# CrankTank4: carrying water Aussie style



## H0WL (Jan 17, 2007)

Came across this on my state's facebook bikepacking page.

Made by Adventure Hydration, an Australian company, it's a molded, 4-liter plastic tank that fits in the "V" of the frame above the crank. The person using it said it took about a month to arrive from Oz.

He used it last week on a bike packing trip in Big Bend and found it worked well.

CrankTank4 $110 Australian = ~ $75 US

Video: 




Didn't drill down into the website far enough to locate shipping price to US. They also sell nice neoprene covers for the tank and other accessories, like drinking tubes.

If you're wondering, and I know you are, four liters of water weighs almost 9 lbs.
The container weights 480 grams, or ~ 17 oz.
So -- total weight of filled container would be about 10 pounds.

Bikepacking.com reviewed it in December 2019 here.


----------



## bsieb (Aug 23, 2003)

Interesting concept, I wonder how many frames it fits without wasting space?

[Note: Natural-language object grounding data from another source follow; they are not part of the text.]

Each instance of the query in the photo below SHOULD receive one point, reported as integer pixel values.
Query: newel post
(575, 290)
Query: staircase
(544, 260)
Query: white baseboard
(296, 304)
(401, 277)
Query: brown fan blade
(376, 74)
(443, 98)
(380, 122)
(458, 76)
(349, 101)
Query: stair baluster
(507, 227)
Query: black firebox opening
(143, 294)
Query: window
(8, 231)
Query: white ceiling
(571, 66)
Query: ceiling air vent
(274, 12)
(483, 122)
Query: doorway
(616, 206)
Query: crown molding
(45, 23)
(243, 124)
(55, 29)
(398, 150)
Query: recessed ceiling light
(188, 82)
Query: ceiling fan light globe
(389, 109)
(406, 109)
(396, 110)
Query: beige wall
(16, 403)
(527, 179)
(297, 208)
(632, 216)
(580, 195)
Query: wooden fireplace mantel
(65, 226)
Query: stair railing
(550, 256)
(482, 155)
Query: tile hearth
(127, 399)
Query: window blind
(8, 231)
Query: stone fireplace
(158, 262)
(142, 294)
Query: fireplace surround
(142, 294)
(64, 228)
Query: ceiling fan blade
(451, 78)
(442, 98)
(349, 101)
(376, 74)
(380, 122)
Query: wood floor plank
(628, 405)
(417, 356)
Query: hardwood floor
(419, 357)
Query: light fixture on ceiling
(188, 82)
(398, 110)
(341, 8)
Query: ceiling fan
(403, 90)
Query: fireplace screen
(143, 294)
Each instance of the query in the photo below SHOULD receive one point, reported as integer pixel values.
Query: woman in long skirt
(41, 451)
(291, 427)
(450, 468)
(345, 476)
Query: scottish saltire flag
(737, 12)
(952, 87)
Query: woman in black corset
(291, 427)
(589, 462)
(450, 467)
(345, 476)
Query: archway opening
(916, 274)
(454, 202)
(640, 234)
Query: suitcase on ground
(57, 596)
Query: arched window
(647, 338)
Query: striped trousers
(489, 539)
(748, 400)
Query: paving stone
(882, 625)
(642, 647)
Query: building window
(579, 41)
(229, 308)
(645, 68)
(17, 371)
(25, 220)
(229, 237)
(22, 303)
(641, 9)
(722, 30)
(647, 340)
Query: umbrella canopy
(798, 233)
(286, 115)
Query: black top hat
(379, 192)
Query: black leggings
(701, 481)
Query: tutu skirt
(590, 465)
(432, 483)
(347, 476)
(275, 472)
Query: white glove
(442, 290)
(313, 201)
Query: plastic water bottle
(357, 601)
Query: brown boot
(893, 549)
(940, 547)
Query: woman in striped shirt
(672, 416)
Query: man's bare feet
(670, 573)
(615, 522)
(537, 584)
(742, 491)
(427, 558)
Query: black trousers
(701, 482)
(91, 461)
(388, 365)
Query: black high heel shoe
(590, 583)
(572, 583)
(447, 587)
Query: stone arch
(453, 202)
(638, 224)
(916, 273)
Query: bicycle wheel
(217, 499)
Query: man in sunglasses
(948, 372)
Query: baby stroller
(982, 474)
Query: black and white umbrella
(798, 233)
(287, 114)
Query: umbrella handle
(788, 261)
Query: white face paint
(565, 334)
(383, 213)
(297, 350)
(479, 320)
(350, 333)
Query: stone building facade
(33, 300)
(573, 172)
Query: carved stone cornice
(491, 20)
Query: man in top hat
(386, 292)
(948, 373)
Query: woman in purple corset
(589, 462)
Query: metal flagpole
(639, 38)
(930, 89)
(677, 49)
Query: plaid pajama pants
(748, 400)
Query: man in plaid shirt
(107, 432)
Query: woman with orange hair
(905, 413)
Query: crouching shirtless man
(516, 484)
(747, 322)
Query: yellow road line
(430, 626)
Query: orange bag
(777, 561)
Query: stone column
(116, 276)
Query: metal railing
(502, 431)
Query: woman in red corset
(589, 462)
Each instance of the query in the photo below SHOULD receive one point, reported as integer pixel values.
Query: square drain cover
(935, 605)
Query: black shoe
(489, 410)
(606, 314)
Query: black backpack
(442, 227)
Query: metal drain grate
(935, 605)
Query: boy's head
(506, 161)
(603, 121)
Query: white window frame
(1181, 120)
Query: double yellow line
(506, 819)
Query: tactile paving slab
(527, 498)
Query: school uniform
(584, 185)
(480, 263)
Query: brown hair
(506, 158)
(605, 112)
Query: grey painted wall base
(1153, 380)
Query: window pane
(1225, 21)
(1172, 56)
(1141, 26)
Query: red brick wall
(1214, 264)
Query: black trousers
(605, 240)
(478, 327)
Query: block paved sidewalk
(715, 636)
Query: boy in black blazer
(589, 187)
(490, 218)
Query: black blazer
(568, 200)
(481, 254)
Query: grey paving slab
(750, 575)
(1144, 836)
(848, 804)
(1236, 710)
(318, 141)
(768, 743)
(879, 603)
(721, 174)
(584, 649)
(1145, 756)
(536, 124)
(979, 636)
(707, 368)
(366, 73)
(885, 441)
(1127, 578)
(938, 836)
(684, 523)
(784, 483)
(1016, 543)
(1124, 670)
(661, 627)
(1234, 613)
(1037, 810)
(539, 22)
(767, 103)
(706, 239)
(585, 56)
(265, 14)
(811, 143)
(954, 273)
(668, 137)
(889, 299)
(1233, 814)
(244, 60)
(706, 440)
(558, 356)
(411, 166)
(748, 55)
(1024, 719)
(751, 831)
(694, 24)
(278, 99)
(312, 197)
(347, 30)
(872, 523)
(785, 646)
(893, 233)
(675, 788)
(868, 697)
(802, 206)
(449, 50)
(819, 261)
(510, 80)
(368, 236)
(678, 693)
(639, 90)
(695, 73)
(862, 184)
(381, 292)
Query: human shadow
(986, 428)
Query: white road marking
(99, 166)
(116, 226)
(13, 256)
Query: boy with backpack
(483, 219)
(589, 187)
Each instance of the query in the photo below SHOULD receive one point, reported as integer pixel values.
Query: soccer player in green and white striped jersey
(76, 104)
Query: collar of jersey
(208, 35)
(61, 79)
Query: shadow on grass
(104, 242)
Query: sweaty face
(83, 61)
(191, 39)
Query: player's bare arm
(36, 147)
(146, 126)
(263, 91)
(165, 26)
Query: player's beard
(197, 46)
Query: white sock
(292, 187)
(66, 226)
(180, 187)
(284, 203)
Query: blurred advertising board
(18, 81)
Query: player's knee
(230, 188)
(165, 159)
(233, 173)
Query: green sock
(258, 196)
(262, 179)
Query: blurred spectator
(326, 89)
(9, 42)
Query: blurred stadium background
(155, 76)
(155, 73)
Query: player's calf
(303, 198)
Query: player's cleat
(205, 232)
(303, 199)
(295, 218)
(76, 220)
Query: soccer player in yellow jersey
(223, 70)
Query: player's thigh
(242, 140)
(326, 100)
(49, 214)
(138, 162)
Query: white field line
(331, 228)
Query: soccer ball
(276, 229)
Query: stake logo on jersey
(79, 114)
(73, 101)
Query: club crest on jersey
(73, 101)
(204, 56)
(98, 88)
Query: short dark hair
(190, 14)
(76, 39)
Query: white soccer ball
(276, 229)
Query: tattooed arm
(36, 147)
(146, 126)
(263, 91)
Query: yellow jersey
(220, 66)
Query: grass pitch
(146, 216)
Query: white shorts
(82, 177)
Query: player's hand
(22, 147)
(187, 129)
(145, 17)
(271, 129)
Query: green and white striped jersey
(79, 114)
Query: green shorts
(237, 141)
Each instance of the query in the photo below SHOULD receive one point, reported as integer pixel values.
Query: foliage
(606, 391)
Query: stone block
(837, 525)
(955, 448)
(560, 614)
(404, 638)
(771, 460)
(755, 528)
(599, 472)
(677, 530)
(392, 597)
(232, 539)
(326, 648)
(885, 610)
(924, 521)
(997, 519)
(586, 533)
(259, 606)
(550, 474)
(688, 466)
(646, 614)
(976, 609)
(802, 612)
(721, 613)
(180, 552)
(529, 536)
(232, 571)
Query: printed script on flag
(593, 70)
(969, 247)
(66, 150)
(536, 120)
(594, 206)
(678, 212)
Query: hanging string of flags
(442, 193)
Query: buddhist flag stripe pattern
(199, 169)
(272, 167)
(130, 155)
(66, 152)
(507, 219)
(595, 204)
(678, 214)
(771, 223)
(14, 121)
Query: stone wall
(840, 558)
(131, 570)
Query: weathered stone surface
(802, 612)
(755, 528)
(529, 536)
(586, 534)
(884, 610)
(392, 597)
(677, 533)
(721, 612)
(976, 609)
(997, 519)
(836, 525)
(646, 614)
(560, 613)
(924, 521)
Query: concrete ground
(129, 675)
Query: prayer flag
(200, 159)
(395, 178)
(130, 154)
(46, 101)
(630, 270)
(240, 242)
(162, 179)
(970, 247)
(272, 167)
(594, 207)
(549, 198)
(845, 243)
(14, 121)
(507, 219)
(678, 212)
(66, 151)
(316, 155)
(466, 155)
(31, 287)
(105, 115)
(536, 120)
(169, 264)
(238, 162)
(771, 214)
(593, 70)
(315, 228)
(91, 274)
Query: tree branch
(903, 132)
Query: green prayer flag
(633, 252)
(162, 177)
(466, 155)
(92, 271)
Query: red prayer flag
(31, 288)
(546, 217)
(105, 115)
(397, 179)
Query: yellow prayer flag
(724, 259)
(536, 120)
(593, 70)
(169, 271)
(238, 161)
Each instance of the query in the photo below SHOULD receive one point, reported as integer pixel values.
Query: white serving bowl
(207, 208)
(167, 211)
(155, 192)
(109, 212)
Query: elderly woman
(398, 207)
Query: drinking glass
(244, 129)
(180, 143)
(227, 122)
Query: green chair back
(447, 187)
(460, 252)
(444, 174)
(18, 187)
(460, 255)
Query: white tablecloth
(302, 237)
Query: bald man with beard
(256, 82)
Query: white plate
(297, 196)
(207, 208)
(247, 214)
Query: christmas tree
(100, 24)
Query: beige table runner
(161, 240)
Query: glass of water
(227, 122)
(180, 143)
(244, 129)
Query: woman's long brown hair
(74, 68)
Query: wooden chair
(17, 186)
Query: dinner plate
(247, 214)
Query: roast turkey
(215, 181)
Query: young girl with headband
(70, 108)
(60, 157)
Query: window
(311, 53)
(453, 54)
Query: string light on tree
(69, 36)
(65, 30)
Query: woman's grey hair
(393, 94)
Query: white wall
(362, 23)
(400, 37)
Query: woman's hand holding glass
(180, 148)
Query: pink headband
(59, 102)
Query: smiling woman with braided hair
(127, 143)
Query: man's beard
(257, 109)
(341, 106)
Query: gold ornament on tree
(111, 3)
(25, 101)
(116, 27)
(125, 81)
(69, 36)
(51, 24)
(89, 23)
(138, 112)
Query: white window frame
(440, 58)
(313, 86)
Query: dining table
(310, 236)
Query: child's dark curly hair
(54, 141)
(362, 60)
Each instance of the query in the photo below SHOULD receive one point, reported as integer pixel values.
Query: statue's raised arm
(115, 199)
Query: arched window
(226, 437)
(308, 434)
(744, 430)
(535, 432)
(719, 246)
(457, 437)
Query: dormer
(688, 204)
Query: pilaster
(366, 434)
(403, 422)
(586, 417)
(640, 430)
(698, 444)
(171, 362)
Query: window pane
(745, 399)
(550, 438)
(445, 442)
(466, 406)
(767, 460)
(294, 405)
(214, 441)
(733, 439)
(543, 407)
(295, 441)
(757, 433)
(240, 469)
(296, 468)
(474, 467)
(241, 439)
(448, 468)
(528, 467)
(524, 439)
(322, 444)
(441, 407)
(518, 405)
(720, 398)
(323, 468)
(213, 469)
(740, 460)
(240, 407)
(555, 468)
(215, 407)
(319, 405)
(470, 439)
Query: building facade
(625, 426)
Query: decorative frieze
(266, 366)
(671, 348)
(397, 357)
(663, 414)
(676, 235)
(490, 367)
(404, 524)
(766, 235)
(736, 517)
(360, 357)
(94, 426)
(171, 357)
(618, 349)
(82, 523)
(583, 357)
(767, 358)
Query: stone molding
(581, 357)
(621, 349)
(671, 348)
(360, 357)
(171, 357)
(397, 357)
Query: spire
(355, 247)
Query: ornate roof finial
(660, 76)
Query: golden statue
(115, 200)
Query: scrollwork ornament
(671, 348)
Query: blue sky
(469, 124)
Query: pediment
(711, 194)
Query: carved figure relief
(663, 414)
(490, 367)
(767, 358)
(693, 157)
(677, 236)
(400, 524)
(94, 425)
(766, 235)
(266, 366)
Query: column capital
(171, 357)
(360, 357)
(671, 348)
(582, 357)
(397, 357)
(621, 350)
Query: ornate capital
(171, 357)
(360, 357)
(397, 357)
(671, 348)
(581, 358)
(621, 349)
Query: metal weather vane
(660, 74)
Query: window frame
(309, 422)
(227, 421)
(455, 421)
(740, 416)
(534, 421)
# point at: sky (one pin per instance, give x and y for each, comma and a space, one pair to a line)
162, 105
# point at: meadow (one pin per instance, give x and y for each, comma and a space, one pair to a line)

At this point I still prefer a 5l dromedary bag in the bottom of the framepack. Hard containers can waste a lot of space.


----------



## mikesee (Aug 25, 2003)

bsieb said:


> Interesting concept, I wonder how many frames it fits without wasting space? At this point I still prefer a 5l dromedary bag in the bottom of the framepack. Hard containers can waste a lot of space.


Took the words out of my mouth, almost verbatim.

On my fatbike I can get 5.5L of agua into a 6L drom into the frame bag, with room for a spare tube under it and a small arsenal of snacks atop it.


----------



## H0WL (Jan 17, 2007)

Check the comments on the bikepacking.com link. 

Some folks definitely preferred using a bag in the framepack for various reasons; others, not so much. The slosh factor might also depend on if you are on gravel/bladed roads vs singletrack/rugged double track.


----------



## Brother Shamus (Feb 25, 2020)

I got one; about USD $22 shipping to Los Angeles.

Have put about 100 miles on it. Looks like it'll be a good solution for bikepacking, but I'm not going to use it for everyday. Mainly comes down to the hose/bite valve. I have a deviated septum, so nose breathing is something I can't do when I'm exerting myself, which is what I'm doing 99% of the time I'm riding. I've found that water in the hose drains down to the reservoir after every drink, which means that drawing water is a heart rate-spiking exercise in sucking the air out of the hose before the water arrives. I thought it might be due to the stock bite valve, so I put an Osprey one on that I thought would seal and prevent the water from draining out of the hose, but that didn't do it either.

Fit on a gravel bike is excellent -- no contact with cranks, and plenty of room for partial frame bag. Sloshing not an issue; I feel it slightly, but no big deal.

Wish it had a transparent window to easily see remaining water level.


----------